Si le projet de loi entre en vigueur, les procès devant jury seraient supprimés pour les affaires passibles d'une peine de prison inférieure à trois ans. Les juges bénéficieraient de pouvoirs élargis en matière de détermination de la peine et les juges individuels pourraient entendre certaines affaires devant la Crown Court.
Les changements proposés affecteraient les infractions dites « dans tous les cas » et supprimeraient le droit de certains accusés de choisir de faire entendre leur cause par un jury d'un tribunal de la Couronne plutôt que par un juge.
Le sort des victimes de viols et d’agressions sexuelles a souvent été utilisé comme argument en faveur de nouvelles lois. Plus de 13 000 personnes attendent que leur cause soit entendue, et certaines font face à des retards de plusieurs années.

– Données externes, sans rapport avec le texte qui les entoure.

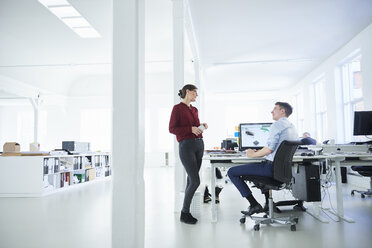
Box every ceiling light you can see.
[39,0,101,38]
[49,6,81,18]
[61,17,90,28]
[72,27,101,38]
[39,0,70,6]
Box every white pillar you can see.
[112,0,145,248]
[173,0,186,212]
[29,95,39,143]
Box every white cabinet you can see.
[0,153,111,197]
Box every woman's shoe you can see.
[203,186,212,203]
[180,211,198,224]
[214,186,223,203]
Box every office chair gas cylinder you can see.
[240,141,301,231]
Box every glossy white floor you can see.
[0,167,372,248]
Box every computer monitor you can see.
[239,123,272,151]
[354,111,372,135]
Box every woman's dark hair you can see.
[178,84,198,99]
[275,102,293,117]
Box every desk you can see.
[203,153,372,222]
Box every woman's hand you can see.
[245,149,256,158]
[191,127,203,136]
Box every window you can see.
[313,77,328,142]
[292,93,305,136]
[341,54,364,142]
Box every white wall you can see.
[0,97,111,151]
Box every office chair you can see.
[351,166,372,198]
[240,141,301,231]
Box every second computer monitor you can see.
[239,123,272,151]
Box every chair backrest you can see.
[273,140,301,183]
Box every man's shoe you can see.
[264,203,282,214]
[203,186,212,203]
[214,186,223,203]
[241,204,264,216]
[203,195,212,203]
[180,211,198,224]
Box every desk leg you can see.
[211,163,217,222]
[330,158,355,223]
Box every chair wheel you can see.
[240,217,245,224]
[291,225,296,232]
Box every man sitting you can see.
[227,102,298,215]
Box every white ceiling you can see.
[0,0,372,95]
[189,0,372,92]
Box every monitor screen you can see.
[354,111,372,135]
[239,123,272,151]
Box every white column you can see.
[173,0,186,212]
[29,95,39,143]
[112,0,145,248]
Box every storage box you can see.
[62,141,90,152]
[88,168,96,181]
[3,142,21,153]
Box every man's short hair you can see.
[275,102,293,117]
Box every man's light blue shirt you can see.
[265,117,298,161]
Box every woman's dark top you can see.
[169,102,203,142]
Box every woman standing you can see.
[169,84,208,224]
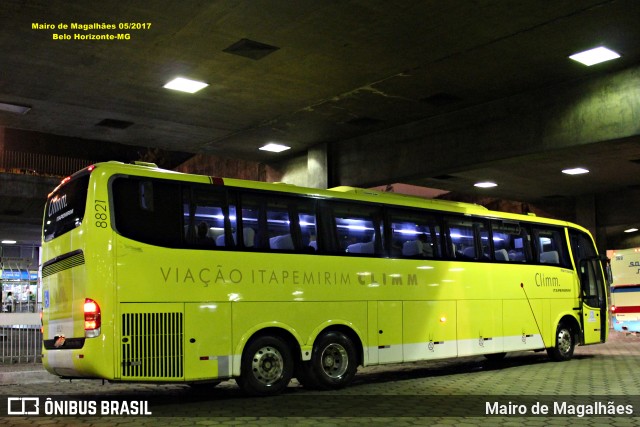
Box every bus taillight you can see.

Cependant, les organisations ont exprimé un certain nombre d'inquiétudes concernant le projet de loi, qui a survécu au vote à la Chambre des communes la semaine dernière. Il a été adopté à une majorité de 101 voix, bien que 10 députés travaillistes se soient rebellés et que de nombreux autres se soient abstenus.
La lettre disait : « Les organisations VAWG appellent depuis longtemps à une action radicale pour remédier aux dommages que le système de justice pénale cause aux survivants, y compris l’arriéré de la Crown Court. »

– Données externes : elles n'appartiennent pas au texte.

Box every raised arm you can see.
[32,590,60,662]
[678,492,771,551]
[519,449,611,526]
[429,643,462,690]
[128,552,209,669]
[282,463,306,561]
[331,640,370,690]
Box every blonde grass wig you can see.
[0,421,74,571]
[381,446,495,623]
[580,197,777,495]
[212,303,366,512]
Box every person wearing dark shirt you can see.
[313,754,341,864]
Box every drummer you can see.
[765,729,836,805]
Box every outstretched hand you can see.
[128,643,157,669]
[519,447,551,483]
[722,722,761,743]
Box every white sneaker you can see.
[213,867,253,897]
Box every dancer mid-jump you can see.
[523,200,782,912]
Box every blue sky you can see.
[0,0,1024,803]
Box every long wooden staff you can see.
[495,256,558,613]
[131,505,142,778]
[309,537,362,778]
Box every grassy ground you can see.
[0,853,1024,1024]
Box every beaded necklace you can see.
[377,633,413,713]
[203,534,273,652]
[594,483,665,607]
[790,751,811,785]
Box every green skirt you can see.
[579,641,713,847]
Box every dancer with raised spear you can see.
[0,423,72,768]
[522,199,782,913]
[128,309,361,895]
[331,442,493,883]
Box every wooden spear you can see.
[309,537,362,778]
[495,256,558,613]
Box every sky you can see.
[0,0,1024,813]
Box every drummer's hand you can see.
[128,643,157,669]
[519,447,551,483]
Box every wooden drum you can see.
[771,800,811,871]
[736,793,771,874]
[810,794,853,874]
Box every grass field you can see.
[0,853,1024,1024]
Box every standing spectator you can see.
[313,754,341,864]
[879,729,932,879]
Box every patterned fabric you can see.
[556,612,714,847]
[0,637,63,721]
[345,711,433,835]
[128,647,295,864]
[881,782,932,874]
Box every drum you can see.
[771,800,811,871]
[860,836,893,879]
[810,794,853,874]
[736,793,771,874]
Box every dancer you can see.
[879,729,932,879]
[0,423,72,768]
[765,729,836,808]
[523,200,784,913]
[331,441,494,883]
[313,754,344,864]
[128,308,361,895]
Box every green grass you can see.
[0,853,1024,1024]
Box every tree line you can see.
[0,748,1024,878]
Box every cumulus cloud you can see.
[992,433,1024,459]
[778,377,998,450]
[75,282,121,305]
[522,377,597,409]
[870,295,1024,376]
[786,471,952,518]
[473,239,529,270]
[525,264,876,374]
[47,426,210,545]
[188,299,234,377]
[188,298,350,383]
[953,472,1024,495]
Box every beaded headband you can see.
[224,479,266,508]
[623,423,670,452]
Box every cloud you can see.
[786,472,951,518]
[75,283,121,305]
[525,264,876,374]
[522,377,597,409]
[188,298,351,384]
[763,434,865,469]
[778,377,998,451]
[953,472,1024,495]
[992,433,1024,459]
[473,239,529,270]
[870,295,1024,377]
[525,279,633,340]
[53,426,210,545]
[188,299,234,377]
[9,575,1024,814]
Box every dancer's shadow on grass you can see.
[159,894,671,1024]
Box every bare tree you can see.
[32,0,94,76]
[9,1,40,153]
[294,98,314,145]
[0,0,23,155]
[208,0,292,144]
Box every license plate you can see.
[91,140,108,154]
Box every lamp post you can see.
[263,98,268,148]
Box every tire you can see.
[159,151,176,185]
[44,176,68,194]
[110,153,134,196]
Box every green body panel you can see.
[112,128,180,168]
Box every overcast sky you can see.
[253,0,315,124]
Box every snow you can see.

« Cependant, opposer directement les droits et intérêts des survivants à ceux des accusés simplifie la réalité de la façon dont notre système de justice pénale traite les femmes et les survivants de tous les côtés de notre modèle accusatoire.
« Cela inclut l’incapacité à reconnaître que les femmes survivantes de violences sont systématiquement et injustement criminalisées, en particulier lorsqu’elles sont membres de communautés minoritaires. »
« Nous sommes profondément préoccupés par le fait que la restriction des procès devant jury puisse conduire à des résultats injustes qui compromettent la justice pour tous. »
« Pendant des siècles, le procès a servi de garantie démocratique, établissant un lien important entre la société et la loi, afin que la justice ne soit pas déterminée uniquement par une seule classe ou autorité. »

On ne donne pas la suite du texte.